Across the work, Reaves balances bravura gesturalism with an overarching judiciousness in paint application and color.
Eugene painter Jan Reaves explores abstractly the essence of elements found in the natural world. Using a vocabulary of gestural line and shapes, she connects with an idea or an object, and paints using a process of exploration and discovery. Reaves says, “through the material of paint and gesture, I explore the seen and unseen parts of the world around me. I search for that “something” in the making of a painting that synthesizes and fixes the experience of the actual, illusive, and transient mysteries of our environment into the illusory space of a painting. I think about painting as a construction, a personal fiction.” Open-ended, Reaves’ outcomes have no easy interpretations, leading the viewer ultimately to the work’s richly enigmatic and haunting qualities.

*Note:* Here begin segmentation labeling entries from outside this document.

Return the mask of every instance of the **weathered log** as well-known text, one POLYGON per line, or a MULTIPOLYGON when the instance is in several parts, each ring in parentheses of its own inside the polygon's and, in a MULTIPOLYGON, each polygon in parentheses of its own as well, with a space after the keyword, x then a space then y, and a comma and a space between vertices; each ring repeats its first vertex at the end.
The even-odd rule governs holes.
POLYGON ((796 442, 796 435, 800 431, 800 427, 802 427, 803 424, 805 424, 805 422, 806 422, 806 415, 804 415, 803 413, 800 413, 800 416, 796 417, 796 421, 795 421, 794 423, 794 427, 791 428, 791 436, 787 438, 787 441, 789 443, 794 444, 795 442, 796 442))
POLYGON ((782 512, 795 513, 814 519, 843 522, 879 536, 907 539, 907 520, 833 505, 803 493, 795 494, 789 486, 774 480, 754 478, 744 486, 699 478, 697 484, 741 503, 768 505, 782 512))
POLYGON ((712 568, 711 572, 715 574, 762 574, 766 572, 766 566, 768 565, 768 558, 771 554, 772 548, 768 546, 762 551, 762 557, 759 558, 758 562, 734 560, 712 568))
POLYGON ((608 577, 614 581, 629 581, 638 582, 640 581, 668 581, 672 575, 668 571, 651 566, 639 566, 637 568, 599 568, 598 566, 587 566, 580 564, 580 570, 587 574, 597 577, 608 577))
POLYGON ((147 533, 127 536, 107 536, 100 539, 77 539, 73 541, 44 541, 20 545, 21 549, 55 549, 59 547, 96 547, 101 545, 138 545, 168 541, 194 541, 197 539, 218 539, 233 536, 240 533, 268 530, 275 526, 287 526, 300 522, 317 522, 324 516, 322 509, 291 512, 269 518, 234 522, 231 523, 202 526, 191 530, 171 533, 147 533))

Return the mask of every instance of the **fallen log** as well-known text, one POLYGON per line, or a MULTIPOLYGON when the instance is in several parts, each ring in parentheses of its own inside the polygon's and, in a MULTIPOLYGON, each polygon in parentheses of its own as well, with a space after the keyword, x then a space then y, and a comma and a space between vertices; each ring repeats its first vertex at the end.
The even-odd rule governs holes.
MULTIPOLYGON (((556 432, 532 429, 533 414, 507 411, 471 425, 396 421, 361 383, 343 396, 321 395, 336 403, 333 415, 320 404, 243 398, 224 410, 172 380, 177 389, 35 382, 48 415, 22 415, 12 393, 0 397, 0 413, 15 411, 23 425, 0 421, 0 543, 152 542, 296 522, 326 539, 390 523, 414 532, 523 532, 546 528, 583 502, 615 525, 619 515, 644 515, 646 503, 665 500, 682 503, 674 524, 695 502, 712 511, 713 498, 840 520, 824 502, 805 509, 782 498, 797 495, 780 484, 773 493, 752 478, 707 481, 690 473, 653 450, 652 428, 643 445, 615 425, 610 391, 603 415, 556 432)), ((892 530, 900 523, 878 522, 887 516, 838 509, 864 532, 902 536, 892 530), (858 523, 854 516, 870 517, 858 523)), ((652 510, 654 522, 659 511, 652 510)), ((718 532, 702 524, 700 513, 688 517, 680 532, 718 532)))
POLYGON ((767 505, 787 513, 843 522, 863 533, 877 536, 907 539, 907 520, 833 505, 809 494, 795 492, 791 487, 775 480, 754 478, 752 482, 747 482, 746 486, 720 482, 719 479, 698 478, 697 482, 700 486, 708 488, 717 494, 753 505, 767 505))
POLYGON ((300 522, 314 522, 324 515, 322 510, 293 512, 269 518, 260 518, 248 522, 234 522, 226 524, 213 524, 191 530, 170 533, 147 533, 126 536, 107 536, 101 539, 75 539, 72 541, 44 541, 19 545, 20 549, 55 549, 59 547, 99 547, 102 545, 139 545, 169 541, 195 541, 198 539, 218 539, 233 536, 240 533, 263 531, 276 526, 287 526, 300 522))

Northwest artist, Jan Reaves received her MFA from the University of Oregon in 1983. She has shown her work over the past 30 years in numerous group exhibitions, nationally. Her work has been included four times in the Oregon Biennial since 1985. Other exhibitions include Western Oregon University, Monmouth; Western Michigan University; Kalamazoo; St. John's University, Jamaica, NY; and the San Jose Institute of Contemporary Art, CA. She has won various awards including the Juror's award for the 2001 Oregon Biennial at the Portland Art Museum. She has taught art throughout the Northwest and at U of O since 1998. Most recently, she was included in The Long Now, a faculty exhibition at the Jordan Schnitzer Museum of Art, University of Oregon in Eugene, which was accompanied by a color catalog.